I used to feel as though religion did no real harm; it was just a way for people to bring comfort in their own lives. However, I began to realize a strange and deadly hubris is formed when individuals assume their improvable theories are tantamount to supreme truth, especially when these truths conflict with the equally improvable claims of others. Clearly, no one was willing to have a rational discourse on the matter simply because the foundations of their arguments were irrational to begin with.
In any case, the ‘decision’ to become an atheist was simply a refusal to believe any claim made that isn’t supported by evidence. There are some hard core believers who try and fabricate evidence to prove God’s existence (such as citing miracle). It’s ironic that these efforts obviously undermine religion’s claim that only faith is needed to believe. It is quite obviously not enough for the human mind to accept treatises that fly in complete opposition to what it knows as fact.

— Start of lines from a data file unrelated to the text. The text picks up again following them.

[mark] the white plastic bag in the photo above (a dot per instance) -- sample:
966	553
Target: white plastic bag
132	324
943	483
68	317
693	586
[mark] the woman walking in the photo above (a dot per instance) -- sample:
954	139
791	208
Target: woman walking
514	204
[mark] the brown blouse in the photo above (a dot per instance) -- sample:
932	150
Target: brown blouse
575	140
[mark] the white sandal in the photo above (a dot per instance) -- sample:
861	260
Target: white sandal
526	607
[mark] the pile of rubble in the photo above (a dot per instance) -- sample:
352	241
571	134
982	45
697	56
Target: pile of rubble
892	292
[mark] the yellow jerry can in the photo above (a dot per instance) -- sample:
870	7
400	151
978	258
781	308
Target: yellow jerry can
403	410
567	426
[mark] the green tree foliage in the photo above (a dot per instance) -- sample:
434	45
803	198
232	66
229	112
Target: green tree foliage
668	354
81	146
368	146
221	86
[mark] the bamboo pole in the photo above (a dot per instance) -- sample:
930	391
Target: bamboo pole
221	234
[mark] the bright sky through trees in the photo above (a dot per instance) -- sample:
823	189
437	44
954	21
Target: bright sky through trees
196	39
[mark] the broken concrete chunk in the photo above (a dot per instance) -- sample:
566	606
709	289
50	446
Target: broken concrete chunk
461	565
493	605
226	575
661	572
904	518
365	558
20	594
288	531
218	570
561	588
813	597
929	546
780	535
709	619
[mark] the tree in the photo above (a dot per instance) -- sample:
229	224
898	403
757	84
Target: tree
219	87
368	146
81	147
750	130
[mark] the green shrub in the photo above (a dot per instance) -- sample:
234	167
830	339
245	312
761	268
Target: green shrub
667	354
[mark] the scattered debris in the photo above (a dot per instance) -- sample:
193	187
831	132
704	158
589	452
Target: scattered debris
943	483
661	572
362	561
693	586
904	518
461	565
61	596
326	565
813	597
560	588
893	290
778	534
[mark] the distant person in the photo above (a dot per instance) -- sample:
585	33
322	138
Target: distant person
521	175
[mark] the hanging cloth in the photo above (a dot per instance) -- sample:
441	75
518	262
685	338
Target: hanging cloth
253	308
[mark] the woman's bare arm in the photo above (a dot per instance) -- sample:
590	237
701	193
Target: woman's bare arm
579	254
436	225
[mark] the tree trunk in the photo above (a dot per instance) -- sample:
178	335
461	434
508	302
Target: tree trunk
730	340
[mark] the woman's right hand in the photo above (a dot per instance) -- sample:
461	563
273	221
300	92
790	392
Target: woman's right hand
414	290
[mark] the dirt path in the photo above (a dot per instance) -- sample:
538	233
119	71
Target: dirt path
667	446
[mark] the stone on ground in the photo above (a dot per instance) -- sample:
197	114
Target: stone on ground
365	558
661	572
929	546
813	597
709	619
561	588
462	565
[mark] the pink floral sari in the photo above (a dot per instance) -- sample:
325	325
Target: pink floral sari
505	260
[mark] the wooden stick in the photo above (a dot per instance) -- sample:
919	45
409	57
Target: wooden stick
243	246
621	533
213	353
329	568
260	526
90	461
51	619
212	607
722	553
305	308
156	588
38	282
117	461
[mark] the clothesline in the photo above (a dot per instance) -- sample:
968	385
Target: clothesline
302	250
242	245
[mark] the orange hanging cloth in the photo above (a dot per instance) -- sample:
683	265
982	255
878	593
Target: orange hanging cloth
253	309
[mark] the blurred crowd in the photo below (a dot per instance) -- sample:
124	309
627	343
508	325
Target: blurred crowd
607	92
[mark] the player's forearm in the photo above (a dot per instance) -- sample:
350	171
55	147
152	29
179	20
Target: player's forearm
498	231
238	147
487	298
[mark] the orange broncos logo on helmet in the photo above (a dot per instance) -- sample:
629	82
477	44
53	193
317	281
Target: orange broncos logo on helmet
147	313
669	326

You might be religious. Odds are you consider me strange for not believing in the same mythology you do, but in reality, you might not fully appreciate just how strange it is to believe in the invisible, or the improvable. A pagan who believes in fairies in Ireland, or a cargo cultist in Taanu (who think a man by the name of John Frum will come and deliver life giving cargo) would consider the idea of a son of a god being born of a virgin as completely ludicrous. It’s easy to dismiss the strange beliefs of others; but in so doing we ignore the nonsensical things we hold dear. It is better to face the possibility that we may be wrong, rather than foolishly hope we are right.